NBA Draft 2020: Top 3 options for Denver Nuggets with the No. 22 pick
By Trevor Marks
Possible NBA Draft target for Denver Nuggets — Tyrese Maxey
Guard | Kentucky | 6’3 | 198 lbs | 20 years old
When it comes to trotting out multiple “small” guards on the floor together, the Denver Nuggets know what they’re doing, more so than any other team in the league, save for the point guard guru (Rick Carlisle) down in Dallas. Whether they’re throwing out Jamal Murray (6’4), Gary Harris (6’4), or Monte Morris (6’2), the Nuggets routinely allot significant minutes to a guard core that is unquestionably lacking in height.
Part of this is because Denver targets players who can hold up against opposing guards due to impressive levels of functional, impactful strength. Murray is quite beefy at 215 pounds. Harris is a pest at the point-of-attack and also weighs north of 210 pounds. And Morris, while diminutive in size, competes with the best of them.
More than that, though, is the offensive dynamic that is set in stone for years to come — the offense revolves around Nikola Jokić’s gravitation pull, with the masterful center serving as the team’s engine as a soft-handed scorer and otherworldly passer.
He is, inarguably, the best big man to match up with guards who lack pure instincts or polish as playmakers, which makes Kentucky combo-guard Tyrese Maxey such an obvious target for the Nuggets with the No. 22 pick in this year’s draft.
Maxey’s freshman year stat line of 14.0 points, 4.3 rebounds, and 3.2 assists on .427/.292/.833 shooting doesn’t exactly jump off the page, but his numbers don’t tell the full story of what he brings to a team on a nightly basis. Maxey is one of the better bets to become a potent secondary option with tangible two-way impact as a downhill finisher, spot-up scorer, connective passer, and burly on-ball pest.
While his average passing vision and good-not-great handle may prove to be obstacles to reaching primary upside, Maxey still offers enough complementary passing and scoring once a team’s initiators — in this instance, Jokić and Murray — have already created advantages and tilted an opposing defense.
Maxey wins at the basket in a multitude of ways, using his strength and elasticity to absorb contact without flinching, body control to evade rim protectors and re-extend midair, and truly special touch, both on long-range floaters and glass-kissing finger-rolls. He finished 65.1% of his rim attempts this year per barttorvik.com despite a mere 19.7% of them being assisted, speaking to his talents as a downhill slasher.

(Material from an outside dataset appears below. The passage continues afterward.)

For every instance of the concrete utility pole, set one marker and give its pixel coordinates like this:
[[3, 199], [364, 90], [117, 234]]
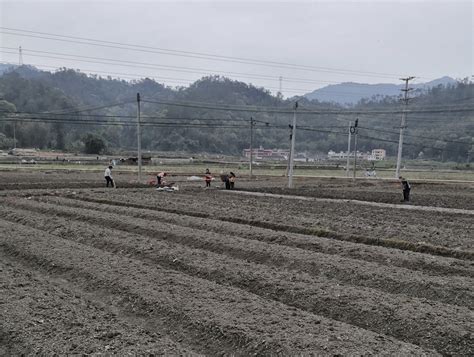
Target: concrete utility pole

There are some concerns present regarding how his perimeter shot translates after hitting 29.2% of his 113 three-point attempts at Kentucky, but between his track record at the foul line (83.1% free throw shooter between Kentucky and HS/AAU), impressive floater touch, and amount of unassisted two-point jumpers (38 makes), there are indicators in his favor. Plus, the shot is smooth and functional off the bounce and off the catch, even with the flat arc and lower set point.

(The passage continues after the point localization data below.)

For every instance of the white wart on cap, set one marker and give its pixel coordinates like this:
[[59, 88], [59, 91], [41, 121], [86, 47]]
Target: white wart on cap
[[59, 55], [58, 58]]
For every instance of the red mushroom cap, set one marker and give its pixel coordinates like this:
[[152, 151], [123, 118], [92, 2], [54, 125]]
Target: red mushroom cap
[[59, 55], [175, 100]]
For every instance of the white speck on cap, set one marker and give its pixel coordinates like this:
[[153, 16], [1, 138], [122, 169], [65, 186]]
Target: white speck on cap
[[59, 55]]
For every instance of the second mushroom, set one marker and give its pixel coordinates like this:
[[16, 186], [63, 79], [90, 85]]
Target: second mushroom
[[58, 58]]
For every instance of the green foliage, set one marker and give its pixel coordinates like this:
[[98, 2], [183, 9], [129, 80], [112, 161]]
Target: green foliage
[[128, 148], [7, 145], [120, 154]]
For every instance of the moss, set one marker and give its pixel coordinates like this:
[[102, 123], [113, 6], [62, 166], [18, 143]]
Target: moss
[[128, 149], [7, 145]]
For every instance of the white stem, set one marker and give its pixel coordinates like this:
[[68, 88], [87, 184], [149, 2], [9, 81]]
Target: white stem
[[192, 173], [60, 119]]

Maxey’s strength also shows up on the defensive end, where he has legitimate potential to be a positive force despite being a 6’3 guard without outlier length (6’7 wingspan). He moves his feet quickly, gets low in his stance with admirable regularity, mirrors ball-handlers well, and flat-out competes on that end of the floor.

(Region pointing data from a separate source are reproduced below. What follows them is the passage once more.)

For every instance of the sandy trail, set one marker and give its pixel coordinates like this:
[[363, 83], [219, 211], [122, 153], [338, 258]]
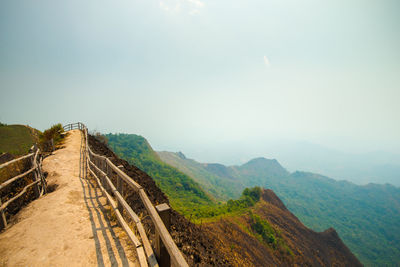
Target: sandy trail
[[68, 227]]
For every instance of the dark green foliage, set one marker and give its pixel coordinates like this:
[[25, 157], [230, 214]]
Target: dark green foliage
[[249, 198], [15, 139], [185, 194], [220, 188], [267, 234], [367, 218], [54, 132]]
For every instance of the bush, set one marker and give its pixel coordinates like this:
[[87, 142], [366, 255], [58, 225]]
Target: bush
[[55, 133]]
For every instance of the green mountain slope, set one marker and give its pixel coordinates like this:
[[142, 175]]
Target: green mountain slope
[[366, 217], [184, 193], [16, 139], [220, 187]]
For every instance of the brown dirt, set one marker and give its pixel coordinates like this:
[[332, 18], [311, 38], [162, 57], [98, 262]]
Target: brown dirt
[[198, 248], [68, 227], [227, 243], [309, 248]]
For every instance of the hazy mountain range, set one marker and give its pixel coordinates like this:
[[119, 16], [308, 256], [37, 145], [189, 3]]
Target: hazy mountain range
[[361, 168], [367, 218], [364, 216]]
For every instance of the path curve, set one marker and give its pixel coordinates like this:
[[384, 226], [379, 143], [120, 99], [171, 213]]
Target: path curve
[[67, 227]]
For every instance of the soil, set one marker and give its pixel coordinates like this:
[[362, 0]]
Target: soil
[[198, 248], [68, 227], [227, 242]]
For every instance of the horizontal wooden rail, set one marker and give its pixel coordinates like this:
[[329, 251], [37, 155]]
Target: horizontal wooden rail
[[97, 166], [9, 181], [38, 178], [15, 160]]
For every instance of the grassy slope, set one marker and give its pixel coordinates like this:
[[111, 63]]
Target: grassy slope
[[184, 193], [219, 187], [366, 217], [15, 139]]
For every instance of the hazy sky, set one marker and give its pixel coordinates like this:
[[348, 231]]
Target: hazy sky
[[188, 74]]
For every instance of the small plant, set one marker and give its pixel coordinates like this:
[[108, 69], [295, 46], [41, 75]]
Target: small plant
[[54, 133]]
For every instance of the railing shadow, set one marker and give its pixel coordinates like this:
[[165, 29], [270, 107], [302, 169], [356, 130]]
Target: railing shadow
[[96, 209]]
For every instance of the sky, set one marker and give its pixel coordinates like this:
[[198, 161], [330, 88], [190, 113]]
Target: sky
[[204, 76]]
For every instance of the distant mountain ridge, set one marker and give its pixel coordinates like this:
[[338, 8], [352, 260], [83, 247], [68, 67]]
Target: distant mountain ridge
[[364, 216], [183, 191]]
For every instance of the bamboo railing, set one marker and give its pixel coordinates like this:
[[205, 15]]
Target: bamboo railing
[[39, 182], [101, 168]]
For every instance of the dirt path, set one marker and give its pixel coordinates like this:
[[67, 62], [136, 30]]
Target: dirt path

He should be a slight positive as a team defender, despite his lackluster steal percentage (1.5 STL%), showcasing a keen understanding of where to be and when to stunt/dig on drivers, along with decent body control and verticality when making interior rotations.
Tyrese Maxey shouldn’t be sliding as far as he is, well into the mid-teens and early-20s. He’s far too good, even with the down shooting year, for teams to pass up on, between his complementary offense, two-way potential and fiery competitiveness. If he’s still somehow on the board by the time the Denver Nuggets are picking at No. 22 overall, he would be a steal. A complete, absolute, inarguable steal.